YARN (Yet Another Resource Negotiator) is the central part of our cluster management. It decouples mapreduce resource management and scheduling with data processing. Both sides of this used to be handled by mapreduce itself.

The decoupled approach was taken to enable a far more varied toolset for data processing. Rather than mapreduce queries only, YARN also manages interactive queries, Hive, Pig, Scala, Java, HBase, Storm, Spark and plenty more tools.

When we say manage, what does it actually do? YARN allocates resources (CPU and memory) to a job. It can do this in a number of ways: LIFO (Last In First Out), FIFO (First In First Out), Capacity or Fair.

When we use the capacity method of resource management, it means that all small jobs start as soon as they’re submitted. They’re given priority over bigger jobs as they’re considered to be ‘quick wins’.

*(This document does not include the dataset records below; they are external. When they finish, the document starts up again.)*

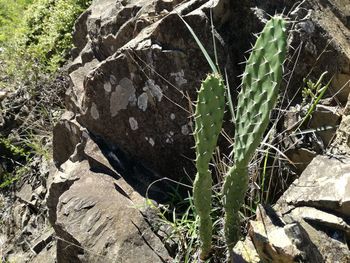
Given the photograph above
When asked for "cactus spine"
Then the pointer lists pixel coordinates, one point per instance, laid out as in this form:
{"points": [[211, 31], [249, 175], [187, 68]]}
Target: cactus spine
{"points": [[260, 82], [208, 121]]}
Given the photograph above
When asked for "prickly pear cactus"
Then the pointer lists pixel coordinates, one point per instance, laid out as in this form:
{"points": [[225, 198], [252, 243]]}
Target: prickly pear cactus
{"points": [[208, 122], [260, 82]]}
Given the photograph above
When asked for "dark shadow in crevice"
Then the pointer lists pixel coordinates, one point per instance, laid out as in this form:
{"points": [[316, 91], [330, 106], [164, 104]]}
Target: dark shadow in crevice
{"points": [[138, 176]]}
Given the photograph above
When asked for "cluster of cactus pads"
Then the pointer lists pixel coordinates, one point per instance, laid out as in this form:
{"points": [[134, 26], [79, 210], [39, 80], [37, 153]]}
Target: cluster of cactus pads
{"points": [[259, 90]]}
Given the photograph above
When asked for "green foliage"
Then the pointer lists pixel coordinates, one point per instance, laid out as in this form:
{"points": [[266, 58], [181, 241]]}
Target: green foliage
{"points": [[208, 119], [11, 18], [36, 35], [49, 25], [16, 154], [260, 83], [312, 93]]}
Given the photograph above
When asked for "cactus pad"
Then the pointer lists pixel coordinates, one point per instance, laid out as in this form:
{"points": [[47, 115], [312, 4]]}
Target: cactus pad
{"points": [[261, 80], [208, 122]]}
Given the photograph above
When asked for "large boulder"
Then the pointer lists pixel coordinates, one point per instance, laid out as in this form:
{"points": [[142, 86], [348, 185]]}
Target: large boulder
{"points": [[96, 215]]}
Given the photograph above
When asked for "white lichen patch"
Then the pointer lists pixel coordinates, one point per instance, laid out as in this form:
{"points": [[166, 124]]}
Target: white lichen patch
{"points": [[142, 101], [107, 86], [66, 123], [169, 138], [155, 90], [120, 98], [113, 79], [133, 100], [150, 140], [185, 130], [179, 77], [133, 123], [74, 129], [94, 112]]}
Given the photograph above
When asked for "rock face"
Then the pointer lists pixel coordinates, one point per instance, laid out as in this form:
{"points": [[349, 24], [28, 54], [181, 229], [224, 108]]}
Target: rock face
{"points": [[310, 221], [134, 76], [91, 225]]}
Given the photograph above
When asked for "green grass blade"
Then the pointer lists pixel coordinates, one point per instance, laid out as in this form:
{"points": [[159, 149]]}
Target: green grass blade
{"points": [[199, 43]]}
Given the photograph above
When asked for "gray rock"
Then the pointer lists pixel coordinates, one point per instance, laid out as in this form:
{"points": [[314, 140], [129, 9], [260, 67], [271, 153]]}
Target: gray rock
{"points": [[96, 215], [324, 184]]}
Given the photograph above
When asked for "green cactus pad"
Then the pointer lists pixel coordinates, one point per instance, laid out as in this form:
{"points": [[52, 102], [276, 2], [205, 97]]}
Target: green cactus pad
{"points": [[208, 123], [261, 80], [260, 84]]}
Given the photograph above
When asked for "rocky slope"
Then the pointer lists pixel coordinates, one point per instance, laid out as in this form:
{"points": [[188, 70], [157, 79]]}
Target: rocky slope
{"points": [[134, 73]]}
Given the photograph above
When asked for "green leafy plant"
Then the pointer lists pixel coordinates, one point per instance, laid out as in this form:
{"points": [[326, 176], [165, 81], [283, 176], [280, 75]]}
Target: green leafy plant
{"points": [[260, 83], [312, 93]]}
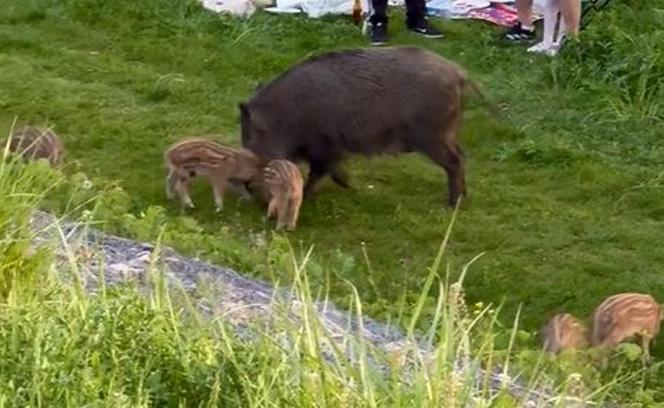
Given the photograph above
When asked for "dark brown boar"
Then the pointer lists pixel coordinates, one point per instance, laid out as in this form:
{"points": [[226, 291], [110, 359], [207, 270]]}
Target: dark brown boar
{"points": [[364, 101]]}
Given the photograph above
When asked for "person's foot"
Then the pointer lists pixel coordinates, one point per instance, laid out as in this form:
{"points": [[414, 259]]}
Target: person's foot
{"points": [[550, 49], [424, 29], [378, 34], [519, 33]]}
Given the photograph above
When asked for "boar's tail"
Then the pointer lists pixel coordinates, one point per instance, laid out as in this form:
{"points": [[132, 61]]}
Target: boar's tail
{"points": [[475, 88]]}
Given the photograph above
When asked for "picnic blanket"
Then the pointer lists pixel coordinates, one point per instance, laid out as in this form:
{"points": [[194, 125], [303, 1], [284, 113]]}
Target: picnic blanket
{"points": [[499, 12]]}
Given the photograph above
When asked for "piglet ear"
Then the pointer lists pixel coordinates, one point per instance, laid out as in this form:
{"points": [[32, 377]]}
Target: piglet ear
{"points": [[244, 109]]}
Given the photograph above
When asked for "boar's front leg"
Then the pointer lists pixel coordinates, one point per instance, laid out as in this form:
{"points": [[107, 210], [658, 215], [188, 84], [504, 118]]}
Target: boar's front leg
{"points": [[451, 159]]}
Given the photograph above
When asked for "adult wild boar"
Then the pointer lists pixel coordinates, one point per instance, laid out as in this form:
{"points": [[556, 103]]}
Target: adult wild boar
{"points": [[362, 101]]}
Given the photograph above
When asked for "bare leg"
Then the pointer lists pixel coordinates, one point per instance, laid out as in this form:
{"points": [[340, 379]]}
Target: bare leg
{"points": [[525, 12], [550, 20], [645, 345], [570, 11]]}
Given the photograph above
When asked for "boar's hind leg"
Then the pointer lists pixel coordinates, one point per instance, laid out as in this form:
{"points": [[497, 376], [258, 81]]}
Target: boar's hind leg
{"points": [[452, 160]]}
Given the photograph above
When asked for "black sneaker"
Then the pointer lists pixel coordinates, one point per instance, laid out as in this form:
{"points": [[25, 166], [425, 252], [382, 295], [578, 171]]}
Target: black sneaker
{"points": [[378, 34], [424, 29], [518, 34]]}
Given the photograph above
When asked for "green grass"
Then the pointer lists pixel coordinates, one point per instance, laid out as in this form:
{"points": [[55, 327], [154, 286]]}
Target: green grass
{"points": [[129, 347], [565, 191]]}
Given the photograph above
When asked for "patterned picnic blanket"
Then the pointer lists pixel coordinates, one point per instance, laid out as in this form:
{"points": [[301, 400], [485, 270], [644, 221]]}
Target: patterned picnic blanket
{"points": [[501, 12]]}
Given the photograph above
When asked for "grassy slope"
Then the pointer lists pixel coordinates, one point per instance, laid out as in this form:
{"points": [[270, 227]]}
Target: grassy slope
{"points": [[565, 192]]}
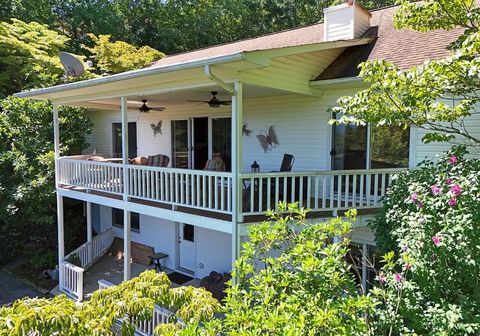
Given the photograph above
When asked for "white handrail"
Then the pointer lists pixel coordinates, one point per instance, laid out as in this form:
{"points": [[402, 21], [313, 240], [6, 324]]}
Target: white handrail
{"points": [[88, 253], [317, 191]]}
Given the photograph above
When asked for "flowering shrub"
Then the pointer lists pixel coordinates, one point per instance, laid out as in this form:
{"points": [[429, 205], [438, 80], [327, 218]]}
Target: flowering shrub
{"points": [[431, 219]]}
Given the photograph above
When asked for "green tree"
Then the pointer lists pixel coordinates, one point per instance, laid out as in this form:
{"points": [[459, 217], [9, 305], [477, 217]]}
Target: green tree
{"points": [[440, 96], [29, 56], [27, 188], [293, 279], [119, 56], [131, 299]]}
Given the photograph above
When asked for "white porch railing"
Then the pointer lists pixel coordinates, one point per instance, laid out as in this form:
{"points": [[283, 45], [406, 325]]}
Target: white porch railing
{"points": [[85, 255], [206, 190], [212, 191], [198, 189], [160, 315], [317, 191], [91, 175]]}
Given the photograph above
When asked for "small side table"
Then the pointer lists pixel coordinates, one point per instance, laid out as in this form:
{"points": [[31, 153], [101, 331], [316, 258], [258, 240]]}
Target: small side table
{"points": [[155, 260]]}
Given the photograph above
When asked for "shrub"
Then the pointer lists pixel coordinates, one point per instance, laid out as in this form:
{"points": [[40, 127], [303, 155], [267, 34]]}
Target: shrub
{"points": [[293, 279], [431, 218]]}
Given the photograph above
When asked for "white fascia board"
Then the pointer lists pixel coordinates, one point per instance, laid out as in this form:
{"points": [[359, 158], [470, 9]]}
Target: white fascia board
{"points": [[338, 83], [46, 92]]}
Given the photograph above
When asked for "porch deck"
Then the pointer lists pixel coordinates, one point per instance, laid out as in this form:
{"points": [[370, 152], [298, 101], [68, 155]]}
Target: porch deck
{"points": [[210, 194], [110, 268]]}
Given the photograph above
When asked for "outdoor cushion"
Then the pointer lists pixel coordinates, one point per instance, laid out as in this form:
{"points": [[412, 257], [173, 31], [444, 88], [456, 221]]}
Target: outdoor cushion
{"points": [[139, 160], [158, 160], [215, 165]]}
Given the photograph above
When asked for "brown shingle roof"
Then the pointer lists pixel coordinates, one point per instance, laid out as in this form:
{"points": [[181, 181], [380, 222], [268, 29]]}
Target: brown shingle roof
{"points": [[403, 47], [295, 37]]}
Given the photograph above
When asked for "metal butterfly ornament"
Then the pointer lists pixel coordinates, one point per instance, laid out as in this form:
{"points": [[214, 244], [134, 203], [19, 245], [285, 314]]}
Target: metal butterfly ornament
{"points": [[157, 129], [268, 139], [245, 130]]}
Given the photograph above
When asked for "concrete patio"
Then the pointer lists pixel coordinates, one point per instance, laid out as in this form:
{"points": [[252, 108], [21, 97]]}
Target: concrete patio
{"points": [[110, 268]]}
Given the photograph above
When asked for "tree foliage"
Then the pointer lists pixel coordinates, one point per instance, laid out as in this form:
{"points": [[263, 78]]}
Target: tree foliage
{"points": [[293, 279], [131, 299], [119, 56], [440, 96], [29, 56], [430, 218], [27, 189]]}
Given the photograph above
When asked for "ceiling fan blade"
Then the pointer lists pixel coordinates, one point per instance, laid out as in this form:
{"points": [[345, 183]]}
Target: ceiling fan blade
{"points": [[158, 108]]}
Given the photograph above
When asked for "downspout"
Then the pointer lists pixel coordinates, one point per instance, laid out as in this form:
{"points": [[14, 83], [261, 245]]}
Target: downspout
{"points": [[237, 116]]}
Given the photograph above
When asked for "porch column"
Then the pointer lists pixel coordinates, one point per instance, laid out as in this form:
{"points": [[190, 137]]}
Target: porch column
{"points": [[126, 214], [237, 158], [89, 230], [60, 219]]}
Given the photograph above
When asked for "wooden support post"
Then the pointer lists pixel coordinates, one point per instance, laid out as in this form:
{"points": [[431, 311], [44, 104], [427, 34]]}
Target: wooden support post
{"points": [[126, 214], [89, 231], [60, 219], [237, 154]]}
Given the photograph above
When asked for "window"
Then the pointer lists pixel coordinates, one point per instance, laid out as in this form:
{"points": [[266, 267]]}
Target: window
{"points": [[117, 219], [362, 147]]}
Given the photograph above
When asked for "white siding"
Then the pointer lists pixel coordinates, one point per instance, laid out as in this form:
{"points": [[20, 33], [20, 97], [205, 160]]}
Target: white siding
{"points": [[155, 232], [213, 248], [214, 252]]}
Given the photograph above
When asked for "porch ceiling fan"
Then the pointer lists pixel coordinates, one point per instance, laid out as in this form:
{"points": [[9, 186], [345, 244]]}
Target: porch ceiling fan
{"points": [[144, 108], [213, 102]]}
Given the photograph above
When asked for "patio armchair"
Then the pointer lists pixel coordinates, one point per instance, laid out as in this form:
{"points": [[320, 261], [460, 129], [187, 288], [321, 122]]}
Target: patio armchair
{"points": [[215, 164], [159, 160], [286, 166]]}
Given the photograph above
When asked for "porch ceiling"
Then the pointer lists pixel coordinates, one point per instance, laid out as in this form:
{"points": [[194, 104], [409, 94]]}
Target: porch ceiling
{"points": [[180, 97]]}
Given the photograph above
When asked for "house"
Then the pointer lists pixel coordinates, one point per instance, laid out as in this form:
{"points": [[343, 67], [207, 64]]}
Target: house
{"points": [[268, 96]]}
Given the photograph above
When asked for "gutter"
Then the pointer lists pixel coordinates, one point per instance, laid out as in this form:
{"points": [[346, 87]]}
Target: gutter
{"points": [[38, 93], [337, 82]]}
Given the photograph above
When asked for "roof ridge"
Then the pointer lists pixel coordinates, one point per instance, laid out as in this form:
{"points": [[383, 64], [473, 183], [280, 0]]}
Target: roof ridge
{"points": [[245, 39]]}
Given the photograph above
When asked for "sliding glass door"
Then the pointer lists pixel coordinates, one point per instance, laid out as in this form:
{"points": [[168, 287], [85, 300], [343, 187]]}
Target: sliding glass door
{"points": [[196, 140]]}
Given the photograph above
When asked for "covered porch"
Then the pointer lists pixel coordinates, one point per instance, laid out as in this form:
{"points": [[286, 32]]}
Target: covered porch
{"points": [[271, 110]]}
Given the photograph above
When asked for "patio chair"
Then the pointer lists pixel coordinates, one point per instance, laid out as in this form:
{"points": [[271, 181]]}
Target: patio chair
{"points": [[158, 160], [215, 164]]}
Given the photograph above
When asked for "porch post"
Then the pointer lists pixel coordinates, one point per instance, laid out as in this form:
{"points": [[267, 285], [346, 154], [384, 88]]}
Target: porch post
{"points": [[89, 230], [126, 213], [60, 219], [237, 158]]}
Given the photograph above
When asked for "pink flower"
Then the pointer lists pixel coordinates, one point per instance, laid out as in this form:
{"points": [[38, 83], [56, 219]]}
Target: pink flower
{"points": [[435, 190], [381, 278], [398, 277], [456, 189], [436, 240]]}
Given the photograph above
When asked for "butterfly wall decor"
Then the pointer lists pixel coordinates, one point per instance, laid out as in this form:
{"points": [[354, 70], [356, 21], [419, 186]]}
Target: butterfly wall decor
{"points": [[245, 130], [157, 129], [268, 139]]}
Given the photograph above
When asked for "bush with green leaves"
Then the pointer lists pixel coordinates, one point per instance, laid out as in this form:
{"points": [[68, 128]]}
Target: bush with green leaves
{"points": [[133, 298], [293, 279], [431, 218]]}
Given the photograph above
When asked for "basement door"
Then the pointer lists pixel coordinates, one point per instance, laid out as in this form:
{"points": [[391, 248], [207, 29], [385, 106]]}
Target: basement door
{"points": [[187, 247]]}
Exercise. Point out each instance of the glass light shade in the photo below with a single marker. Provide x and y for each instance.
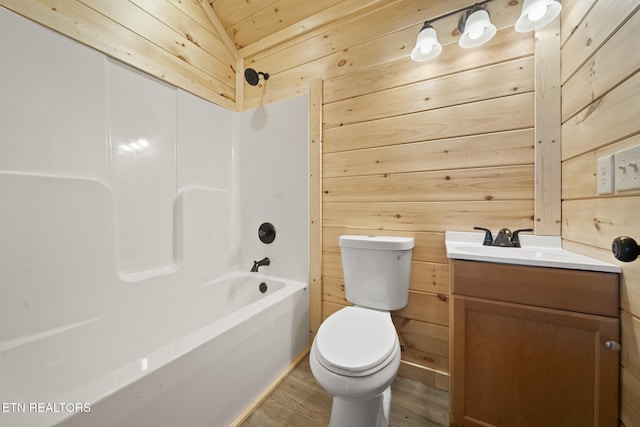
(478, 29)
(536, 14)
(427, 45)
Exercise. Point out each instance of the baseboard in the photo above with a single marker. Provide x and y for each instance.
(424, 375)
(254, 405)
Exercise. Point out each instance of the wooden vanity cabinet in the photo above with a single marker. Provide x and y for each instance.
(529, 346)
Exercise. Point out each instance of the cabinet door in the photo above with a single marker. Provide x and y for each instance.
(517, 365)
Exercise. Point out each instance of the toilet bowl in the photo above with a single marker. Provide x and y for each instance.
(355, 357)
(356, 353)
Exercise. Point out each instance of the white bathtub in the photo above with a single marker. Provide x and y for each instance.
(197, 357)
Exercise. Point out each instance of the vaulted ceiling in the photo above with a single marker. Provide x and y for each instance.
(247, 21)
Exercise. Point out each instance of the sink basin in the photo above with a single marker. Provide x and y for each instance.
(542, 251)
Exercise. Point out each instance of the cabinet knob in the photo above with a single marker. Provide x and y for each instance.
(612, 345)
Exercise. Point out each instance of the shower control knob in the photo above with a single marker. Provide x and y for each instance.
(625, 248)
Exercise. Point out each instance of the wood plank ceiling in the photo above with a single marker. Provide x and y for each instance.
(248, 21)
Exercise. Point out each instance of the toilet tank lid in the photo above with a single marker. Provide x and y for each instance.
(383, 243)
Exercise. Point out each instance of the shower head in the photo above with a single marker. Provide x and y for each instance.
(252, 76)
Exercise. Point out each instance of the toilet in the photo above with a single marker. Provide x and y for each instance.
(356, 353)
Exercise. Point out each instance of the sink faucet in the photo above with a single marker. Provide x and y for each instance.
(258, 264)
(505, 237)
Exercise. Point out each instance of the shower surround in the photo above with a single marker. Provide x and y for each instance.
(120, 195)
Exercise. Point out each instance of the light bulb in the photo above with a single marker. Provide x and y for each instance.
(475, 32)
(537, 11)
(426, 48)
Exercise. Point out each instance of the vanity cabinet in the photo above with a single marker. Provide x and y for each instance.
(533, 346)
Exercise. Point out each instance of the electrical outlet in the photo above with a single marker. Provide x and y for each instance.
(627, 172)
(605, 175)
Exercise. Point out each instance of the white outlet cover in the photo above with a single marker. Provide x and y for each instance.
(605, 175)
(627, 169)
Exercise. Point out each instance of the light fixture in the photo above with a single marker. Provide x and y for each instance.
(427, 45)
(476, 27)
(536, 14)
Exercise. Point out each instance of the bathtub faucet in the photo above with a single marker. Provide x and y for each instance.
(257, 264)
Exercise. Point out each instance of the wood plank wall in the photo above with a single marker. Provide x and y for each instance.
(172, 40)
(414, 149)
(600, 107)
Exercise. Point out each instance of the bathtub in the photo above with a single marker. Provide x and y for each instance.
(199, 357)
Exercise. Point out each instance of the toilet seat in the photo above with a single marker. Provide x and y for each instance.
(356, 341)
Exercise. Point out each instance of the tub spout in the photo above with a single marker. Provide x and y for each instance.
(258, 264)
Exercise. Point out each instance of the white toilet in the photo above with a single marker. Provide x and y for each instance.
(356, 353)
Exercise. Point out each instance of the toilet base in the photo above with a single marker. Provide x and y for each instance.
(361, 413)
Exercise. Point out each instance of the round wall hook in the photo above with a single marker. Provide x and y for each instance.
(266, 233)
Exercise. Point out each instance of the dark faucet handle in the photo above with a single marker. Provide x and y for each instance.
(488, 238)
(515, 240)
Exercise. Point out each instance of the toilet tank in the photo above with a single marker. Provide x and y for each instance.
(376, 270)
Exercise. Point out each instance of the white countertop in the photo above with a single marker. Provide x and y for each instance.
(541, 251)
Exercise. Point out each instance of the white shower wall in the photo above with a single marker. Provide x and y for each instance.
(115, 185)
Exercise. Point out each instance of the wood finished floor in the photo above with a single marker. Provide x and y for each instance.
(300, 402)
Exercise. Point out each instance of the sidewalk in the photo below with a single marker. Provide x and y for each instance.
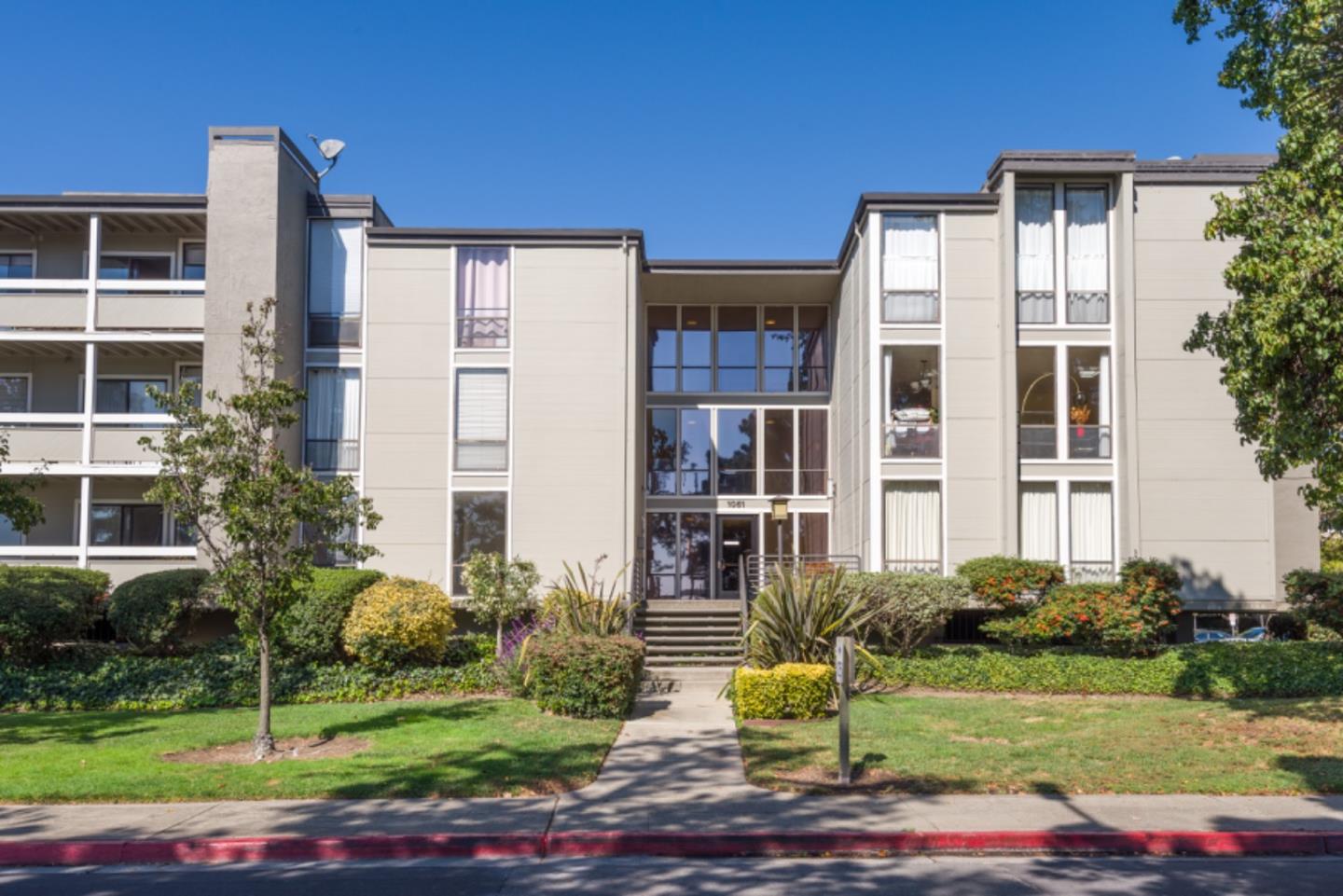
(676, 770)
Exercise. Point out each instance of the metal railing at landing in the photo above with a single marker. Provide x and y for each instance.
(754, 572)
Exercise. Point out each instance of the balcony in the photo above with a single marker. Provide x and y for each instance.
(911, 439)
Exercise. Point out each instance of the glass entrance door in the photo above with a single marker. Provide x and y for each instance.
(736, 538)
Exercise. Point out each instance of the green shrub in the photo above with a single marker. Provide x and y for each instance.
(796, 618)
(906, 606)
(40, 606)
(399, 622)
(222, 674)
(789, 691)
(1010, 584)
(583, 605)
(1272, 669)
(151, 610)
(585, 676)
(309, 630)
(1318, 597)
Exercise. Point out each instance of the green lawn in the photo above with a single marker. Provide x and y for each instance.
(482, 747)
(1061, 746)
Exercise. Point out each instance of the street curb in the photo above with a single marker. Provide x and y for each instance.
(669, 844)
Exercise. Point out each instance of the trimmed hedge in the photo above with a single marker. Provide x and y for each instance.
(311, 629)
(585, 676)
(223, 676)
(1272, 669)
(40, 606)
(149, 610)
(787, 691)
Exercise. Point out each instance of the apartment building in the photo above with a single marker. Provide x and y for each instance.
(997, 371)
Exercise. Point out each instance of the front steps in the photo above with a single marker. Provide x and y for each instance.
(690, 634)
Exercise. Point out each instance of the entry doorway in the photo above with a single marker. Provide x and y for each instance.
(736, 538)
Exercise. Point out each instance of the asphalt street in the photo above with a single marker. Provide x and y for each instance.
(958, 876)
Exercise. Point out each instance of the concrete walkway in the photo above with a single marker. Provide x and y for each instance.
(674, 767)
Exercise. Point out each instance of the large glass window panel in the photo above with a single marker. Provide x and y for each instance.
(913, 527)
(1088, 255)
(482, 297)
(909, 278)
(1035, 255)
(662, 448)
(913, 399)
(14, 393)
(662, 350)
(696, 348)
(738, 340)
(1089, 402)
(812, 348)
(696, 536)
(1035, 415)
(479, 523)
(812, 448)
(1038, 520)
(779, 362)
(696, 453)
(736, 451)
(662, 555)
(1092, 532)
(778, 451)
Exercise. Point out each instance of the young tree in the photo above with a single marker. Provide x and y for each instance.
(17, 502)
(258, 518)
(501, 590)
(1281, 340)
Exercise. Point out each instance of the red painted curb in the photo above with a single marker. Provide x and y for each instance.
(672, 844)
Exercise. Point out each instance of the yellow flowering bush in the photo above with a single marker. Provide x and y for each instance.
(399, 622)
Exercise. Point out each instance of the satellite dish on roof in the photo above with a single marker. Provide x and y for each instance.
(329, 149)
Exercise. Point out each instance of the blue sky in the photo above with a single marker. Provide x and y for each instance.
(723, 130)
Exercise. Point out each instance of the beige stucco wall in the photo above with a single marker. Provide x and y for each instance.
(1201, 502)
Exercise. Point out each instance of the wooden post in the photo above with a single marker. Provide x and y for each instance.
(844, 679)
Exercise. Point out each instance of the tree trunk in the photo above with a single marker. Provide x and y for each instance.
(263, 743)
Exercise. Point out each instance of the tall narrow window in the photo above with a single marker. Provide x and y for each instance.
(1092, 532)
(696, 451)
(662, 450)
(335, 283)
(479, 524)
(812, 348)
(1088, 255)
(1037, 435)
(912, 384)
(662, 350)
(738, 335)
(1038, 520)
(736, 451)
(1035, 255)
(913, 527)
(779, 362)
(482, 420)
(696, 348)
(909, 269)
(332, 418)
(1088, 402)
(482, 290)
(812, 448)
(778, 450)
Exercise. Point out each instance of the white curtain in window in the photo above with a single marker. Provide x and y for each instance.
(913, 521)
(1087, 241)
(1038, 521)
(909, 253)
(335, 268)
(1091, 523)
(1035, 240)
(482, 420)
(482, 281)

If we utilize the fair method, YARN balances resources between all running jobs. So, if you have only one job running it will be assigned 100% of resources. If you have 5 jobs, they’ll receive 20% each.

YARN also enables us to split the resources between system and user. This is useful as if you have mission-critical jobs running which must complete at a set time, we can allocate resources to ensure that they get finished. Any user jobs are considered to be ‘ad-hoc’ and ‘non-industrialized’ reports and hence do not carry the same weight as the mission-critical ones.

Below, we have a view of the YARN UI. This shows us what jobs are running currently, along with their progress; the technology being used (e.g. Spark); the user that initiated the task and a few other useful pieces of information.